Routine Assignment, Right?

I am a retirement investment specialist, so this should be duck soup, right? Having determined with the Johnsons the amount of money they will need to withdraw each month, and having worked out their long-term cash flow model replete with assumptions for inflation, investment returns and contingencies, I will mentally begin with $800,000 of cash, start crafting the appropriate mix of asset classes and work my way down to the individual securities selections. No problem, right? Well, maybe in a theoretical universe, but not in the world of real people.

Any advisor who has done even a few portfolio makeovers has almost certainly learned from experience that it's not as simple as liquidating all of your client's holdings and starting over with a list of investments to your professional liking. But isn't that what they are hiring me to do, you might object? Well, yes and no.

Except in relatively rare cases (lawsuit settlements, insurance proceeds and cash inheritances) the advisor is usually presented a collection of existing investments, each of which arrives with some baggage: financial and emotional characteristics that will need to be considered before changes are suggested. Here are a few examples.

When we recommend mutual funds in my firm, we always use no-load funds. But often we are called upon to redesign a portfolio that already includes investments that are exposed to surrender charges, such as "B" shares or annuities. We not only must make a professional decision about whether or not it makes sense to incur the charge in favor of what we consider a more appropriate investment, but also be prepared to articulate our judgment for a client who may be convinced that it is always best to wait out the surrender charge period.

In a taxable account, for another example, an investment's cost basis or holding period may be a meaningful issue. This is sometimes complicated by the client's lack of information. Were these shares inherited or were they an intervivos gift? When did you buy this mutual fund? Were the dividends always reinvested? Often the honest answer to such questions is a shrug of the client's shoulders.

A client may have a personal attachment to a stock for one reason or another. Probably the case we all see most often is a position in the employer's stock. Is our client afraid that selling would look bad to his boss or peer group? Is she just convinced that the company she works for is the next Microsoft? Or maybe the client is legally restricted as to sale of the employer's shares.

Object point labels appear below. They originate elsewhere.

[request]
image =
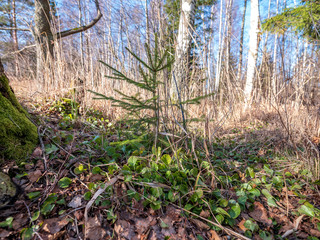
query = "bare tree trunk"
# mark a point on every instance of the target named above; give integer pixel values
(15, 36)
(181, 64)
(253, 50)
(274, 68)
(241, 40)
(228, 42)
(219, 63)
(42, 35)
(147, 23)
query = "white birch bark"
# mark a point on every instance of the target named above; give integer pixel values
(274, 74)
(218, 71)
(253, 50)
(180, 66)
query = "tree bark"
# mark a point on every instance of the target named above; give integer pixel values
(253, 50)
(241, 40)
(18, 136)
(182, 52)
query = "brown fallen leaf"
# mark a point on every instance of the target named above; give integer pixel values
(315, 233)
(142, 224)
(94, 229)
(260, 214)
(40, 165)
(34, 176)
(20, 221)
(4, 234)
(214, 235)
(124, 230)
(37, 153)
(76, 202)
(201, 225)
(241, 225)
(54, 225)
(205, 214)
(173, 213)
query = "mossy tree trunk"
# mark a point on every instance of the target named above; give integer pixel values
(18, 135)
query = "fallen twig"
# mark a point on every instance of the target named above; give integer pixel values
(95, 196)
(227, 230)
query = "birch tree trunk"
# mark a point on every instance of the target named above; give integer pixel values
(218, 71)
(253, 50)
(274, 67)
(182, 52)
(241, 41)
(15, 36)
(43, 35)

Not infrequently, inherited stocks are regarded as a personal connection to the decedent, usually the client's parent; obviously we need to be sensitive in our handling of this situation. If an advisor proposes liquidating shares that a client has personally selected, there could be a small confrontation of egos. Another common situation is a client's attachment to a stock because it has been good to him, and its rising price has created an expectation of endless ascent ("I finally got a good one and you want to sell it?!)